Beim Hausbau kommt an sehr vielen Stellen Wasser zum Einsatz. Es ist im Beton der Bodenplatte und der Zwischendecken, im Mörtel zwischen den Mauersteinen, im Putz auf den fertigen Wänden und im Estrich. Tausende Liter Flüssigkeit gelangen auf diese Weise ins Haus. Durch das Trocknen bzw. Abbinden der Materialien wird das Wasser mit der Zeit an die Luft abgegeben. Auf diese Weise sorgt das Wasser für eine extrem hohe Luftfeuchtigkeit, die in der Folge wieder reduziert werden muss. Das kann einerseits durch ausgiebiges Lüften erfolgen, zum anderen können die Bauherren auf Bautrockner als technische Hilfsmittel setzen. Sie entziehen der Raumluft je nach Modell 40 oder 50 Liter pro Tag, manche Geräte schaffen sogar noch mehr.
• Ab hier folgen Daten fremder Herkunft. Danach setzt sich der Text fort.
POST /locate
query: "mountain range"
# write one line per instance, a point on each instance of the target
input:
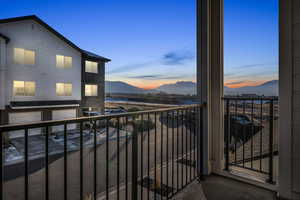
(269, 88)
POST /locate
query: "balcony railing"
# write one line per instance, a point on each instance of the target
(251, 135)
(139, 155)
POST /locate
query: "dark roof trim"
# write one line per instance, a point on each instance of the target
(41, 22)
(90, 55)
(5, 38)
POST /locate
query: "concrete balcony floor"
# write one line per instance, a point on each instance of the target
(219, 188)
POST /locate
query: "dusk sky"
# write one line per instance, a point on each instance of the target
(154, 42)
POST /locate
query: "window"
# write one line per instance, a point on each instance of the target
(91, 90)
(63, 61)
(24, 88)
(91, 67)
(64, 89)
(24, 57)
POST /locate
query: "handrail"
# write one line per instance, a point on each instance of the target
(250, 98)
(14, 127)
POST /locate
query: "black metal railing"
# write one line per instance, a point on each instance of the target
(251, 134)
(139, 155)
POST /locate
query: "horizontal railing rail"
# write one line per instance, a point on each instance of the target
(138, 155)
(5, 128)
(250, 134)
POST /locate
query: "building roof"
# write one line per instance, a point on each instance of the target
(49, 28)
(4, 37)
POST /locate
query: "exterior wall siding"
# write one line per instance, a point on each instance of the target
(99, 79)
(31, 35)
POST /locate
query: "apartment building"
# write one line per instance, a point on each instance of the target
(45, 76)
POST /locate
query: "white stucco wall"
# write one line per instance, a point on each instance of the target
(32, 36)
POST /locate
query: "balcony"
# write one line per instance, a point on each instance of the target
(153, 154)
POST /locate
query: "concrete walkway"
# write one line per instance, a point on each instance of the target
(220, 188)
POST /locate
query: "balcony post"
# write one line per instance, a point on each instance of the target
(210, 80)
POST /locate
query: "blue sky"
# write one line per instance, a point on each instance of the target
(153, 42)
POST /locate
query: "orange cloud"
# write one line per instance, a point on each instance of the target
(238, 84)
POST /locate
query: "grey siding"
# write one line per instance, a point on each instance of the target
(97, 102)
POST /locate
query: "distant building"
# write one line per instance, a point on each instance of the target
(249, 95)
(43, 75)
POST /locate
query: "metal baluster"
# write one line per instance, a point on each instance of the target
(172, 151)
(227, 139)
(107, 159)
(161, 153)
(235, 134)
(186, 147)
(244, 111)
(142, 154)
(195, 132)
(1, 165)
(190, 131)
(65, 163)
(47, 164)
(81, 160)
(148, 173)
(118, 158)
(26, 183)
(182, 147)
(260, 146)
(126, 160)
(271, 142)
(177, 147)
(252, 130)
(167, 173)
(155, 139)
(134, 162)
(95, 159)
(201, 145)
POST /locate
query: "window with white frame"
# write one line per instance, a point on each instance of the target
(24, 88)
(24, 56)
(63, 61)
(64, 89)
(91, 90)
(91, 67)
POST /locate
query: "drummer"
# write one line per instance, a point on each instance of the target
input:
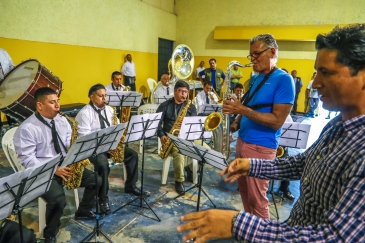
(6, 65)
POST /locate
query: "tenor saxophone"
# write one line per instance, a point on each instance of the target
(166, 148)
(76, 169)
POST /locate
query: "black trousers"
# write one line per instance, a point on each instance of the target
(9, 233)
(131, 166)
(56, 201)
(129, 81)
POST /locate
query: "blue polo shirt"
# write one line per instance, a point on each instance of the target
(278, 89)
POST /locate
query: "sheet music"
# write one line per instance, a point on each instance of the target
(191, 128)
(209, 108)
(137, 124)
(127, 98)
(295, 135)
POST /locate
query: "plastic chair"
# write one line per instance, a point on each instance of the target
(10, 153)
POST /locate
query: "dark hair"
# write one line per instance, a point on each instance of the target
(41, 93)
(95, 88)
(180, 84)
(207, 83)
(116, 73)
(349, 43)
(238, 86)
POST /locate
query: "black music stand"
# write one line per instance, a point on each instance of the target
(209, 108)
(203, 155)
(20, 188)
(142, 127)
(91, 145)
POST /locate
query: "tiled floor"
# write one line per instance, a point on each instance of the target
(127, 224)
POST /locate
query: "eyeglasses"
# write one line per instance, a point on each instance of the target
(257, 54)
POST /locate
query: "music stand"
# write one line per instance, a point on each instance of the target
(209, 108)
(91, 145)
(20, 188)
(162, 98)
(142, 127)
(203, 155)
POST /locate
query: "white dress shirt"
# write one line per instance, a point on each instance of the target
(201, 99)
(88, 119)
(110, 87)
(129, 69)
(6, 63)
(33, 139)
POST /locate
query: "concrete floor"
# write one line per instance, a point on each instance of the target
(138, 224)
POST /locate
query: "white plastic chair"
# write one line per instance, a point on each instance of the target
(10, 153)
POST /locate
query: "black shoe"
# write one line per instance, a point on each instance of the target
(50, 240)
(179, 187)
(288, 195)
(189, 174)
(104, 207)
(87, 215)
(134, 190)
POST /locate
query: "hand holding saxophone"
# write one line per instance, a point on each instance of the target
(237, 168)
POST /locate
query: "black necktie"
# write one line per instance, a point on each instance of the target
(101, 119)
(56, 144)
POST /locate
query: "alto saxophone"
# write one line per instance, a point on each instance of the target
(166, 148)
(74, 180)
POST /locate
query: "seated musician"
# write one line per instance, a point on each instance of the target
(172, 116)
(95, 116)
(34, 143)
(165, 89)
(206, 96)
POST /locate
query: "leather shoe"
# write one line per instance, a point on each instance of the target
(105, 207)
(50, 240)
(134, 190)
(288, 195)
(189, 174)
(179, 187)
(82, 215)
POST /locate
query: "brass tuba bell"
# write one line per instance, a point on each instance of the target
(212, 121)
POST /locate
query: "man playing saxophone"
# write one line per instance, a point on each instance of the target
(171, 119)
(34, 143)
(95, 116)
(206, 96)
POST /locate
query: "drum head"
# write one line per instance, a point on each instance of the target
(17, 82)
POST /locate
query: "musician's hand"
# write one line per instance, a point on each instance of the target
(237, 168)
(63, 173)
(163, 139)
(232, 107)
(206, 225)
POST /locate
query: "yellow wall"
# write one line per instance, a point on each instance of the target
(80, 67)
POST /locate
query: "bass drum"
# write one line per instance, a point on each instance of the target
(19, 85)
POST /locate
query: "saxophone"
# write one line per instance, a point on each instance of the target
(166, 148)
(74, 180)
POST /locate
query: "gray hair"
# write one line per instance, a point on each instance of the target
(268, 40)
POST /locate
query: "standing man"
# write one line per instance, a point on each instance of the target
(95, 116)
(332, 171)
(165, 89)
(170, 112)
(199, 69)
(214, 75)
(6, 65)
(312, 96)
(206, 96)
(34, 143)
(129, 72)
(298, 85)
(261, 117)
(235, 76)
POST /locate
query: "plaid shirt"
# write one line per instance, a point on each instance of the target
(331, 207)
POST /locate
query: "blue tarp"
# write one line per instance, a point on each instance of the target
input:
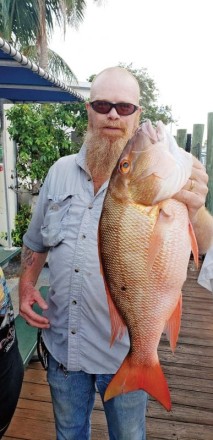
(21, 80)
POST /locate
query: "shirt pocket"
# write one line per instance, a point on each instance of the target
(53, 229)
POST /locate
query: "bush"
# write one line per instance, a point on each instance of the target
(22, 220)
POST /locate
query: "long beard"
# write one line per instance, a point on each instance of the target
(103, 153)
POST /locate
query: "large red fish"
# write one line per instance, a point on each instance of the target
(145, 241)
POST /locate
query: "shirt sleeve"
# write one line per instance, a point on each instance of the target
(33, 238)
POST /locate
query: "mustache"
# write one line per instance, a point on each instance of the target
(115, 124)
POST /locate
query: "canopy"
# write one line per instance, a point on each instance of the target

Durch den Einsatz von Bautrocknern wird der Trocknungsprozess des gesamten Hauses wesentlich beschleunigt. Denn dadurch, dass der Luft laufend Wasser entzogen wird, ist sie schneller wieder aufnahmebereit für neue Flüssigkeit. So kann das im Estrich, Putz & Co. enthaltene Wasser schneller entweichen, der Bau ist daher rascher trocken und früher beziehbar.